Object First comes out of stealth and starts in beta Tuesday. The company, created by Veeam co-founders Ratmir Timashev and Andrei Baronov, targets the midmarket with its object storage-based backup hardware.
Veeam partners with hardware suppliers for back-end storage.
"There are a lot of great hardware companies out there," said Object First CEO David Bennett. "But because they're not designed for one specific thing; they're designed for multiple vendors, products, multiple different use cases -- you give up something in that. You either give up usability, you give up security, you give up manageability and scalability."
Object First will likely compete with the two groups of purpose-built backup appliance (PBBA) vendors, said Phil Goodwin, a research vice president at IDC.
IDC divides the PBBA market into a target appliance group that includes Dell EMC Data Domain and an integrated group including Veritas NetBackup that bundles hardware and software.
"This one kind of fits in between those two because it's not a truly integrated appliance, but it's dedicated to a single backup product," Goodwin said.
Being narrowly focused for Veeam, Object First must be able to solve any performance or simplicity issues with that product, according to Goodwin.
"Their success really depends on satisfying at least one of two things, which is either greater simplicity or greater performance, and of course, ideally both," he said.
Object First enters competitive market
Phil GoodwinResearch vice president, IDC
Object First is in a difficult competitive environment and also trying to farm new ground with Veeam users who don't already have a PBBA, according to Goodwin.
"I have not heard users complain about the back-end storage for their Veeam systems," Goodwin said. "To a large degree, Object First is going to have to make the case for the problem that they're solving."
Object First claims that administrators can install its hardware in 15 minutes, without security expertise needed. It includes immutability, a feature that prevents users from changing data and thus serves as one mode of protection against ransomware. Ingest speeds are more than 6 GBps, which enables users to run failed workloads directly from backup within minutes, according to the vendor.

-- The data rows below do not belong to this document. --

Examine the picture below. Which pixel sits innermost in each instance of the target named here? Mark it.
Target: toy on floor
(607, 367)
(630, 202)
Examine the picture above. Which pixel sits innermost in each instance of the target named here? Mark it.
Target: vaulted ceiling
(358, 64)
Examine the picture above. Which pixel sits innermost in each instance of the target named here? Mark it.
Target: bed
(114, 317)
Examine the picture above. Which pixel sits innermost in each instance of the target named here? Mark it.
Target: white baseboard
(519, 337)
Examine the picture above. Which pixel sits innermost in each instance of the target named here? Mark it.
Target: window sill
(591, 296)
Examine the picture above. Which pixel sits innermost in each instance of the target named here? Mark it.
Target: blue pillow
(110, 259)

Object First, which can technically work with other backup software but is optimized for Veeam, offers a 128 TB box and a 90 TB version. Users can scale linearly -- up to half a petabyte -- so every time they add a box, it doubles the throughput speed, Bennett said.

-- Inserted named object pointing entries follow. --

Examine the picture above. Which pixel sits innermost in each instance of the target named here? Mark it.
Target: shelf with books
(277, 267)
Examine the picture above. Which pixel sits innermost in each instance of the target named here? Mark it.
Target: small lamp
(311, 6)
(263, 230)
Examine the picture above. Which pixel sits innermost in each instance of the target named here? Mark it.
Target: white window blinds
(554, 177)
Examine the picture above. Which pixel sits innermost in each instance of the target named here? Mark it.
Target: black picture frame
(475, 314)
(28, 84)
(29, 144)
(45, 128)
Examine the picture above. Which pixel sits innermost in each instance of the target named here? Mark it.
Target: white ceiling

The company worked closely with Veeam product management in developing the appliance, according to Timashev. Object First uses object storage APIs that Veeam developed for its partners. The hardware also uses the direct-to-object feature of the upcoming Veeam Backup & Replication v12, which transfers data to the appliance through the S3 protocol.

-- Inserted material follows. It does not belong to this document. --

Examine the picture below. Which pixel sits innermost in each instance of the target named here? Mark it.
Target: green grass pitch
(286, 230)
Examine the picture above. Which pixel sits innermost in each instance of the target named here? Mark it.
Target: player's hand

Object storage is appealing for backup because of cost, scalability and immutability, Timashev said.
Object First executives say they aren't worried about the size of the company's target customer base. About 50% of Veeam's revenue and most of its 450,000 customers fall into the midmarket category, which features an employee range of 500 to 10,000 employees, according to Timashev.
Veeam partners with object storage providers including Cloudian, MinIO and Scality, which focus on large enterprises, not the midmarket, Timashev said.
Object First, which is a separate company not affiliated with Veeam, plans to release pricing details in July. The company aims to have 20 to 30 beta customers, according to Bennett.
General availability, through channel partners, is expected in late 2022.
A 'First' for Veeam founders
Object First marks the first company launch for Timashev and Baronov following the sale of Veeam to Insight Partners in 2020, when the co-founders stepped down from their executive positions with the backup vendor. They both continue to serve as consultants to Veeam, and neither has an executive title at Object First.
Timashev and Baronov have a couple of other projects in the works, but Object First is the only one related to Veeam or data management. They incorporated Object First about two years ago and have invested $12.5 million in seed funding to start the company, which Timashev said will last through the end of 2023. Timashev noted that he and Baronov started Veeam with a $5 million investment.
Bennett, previously the CEO at Axcient and chief revenue officer at Webroot, joined Object First a couple of months ago. Object First has about 70 employees, including part-time staff.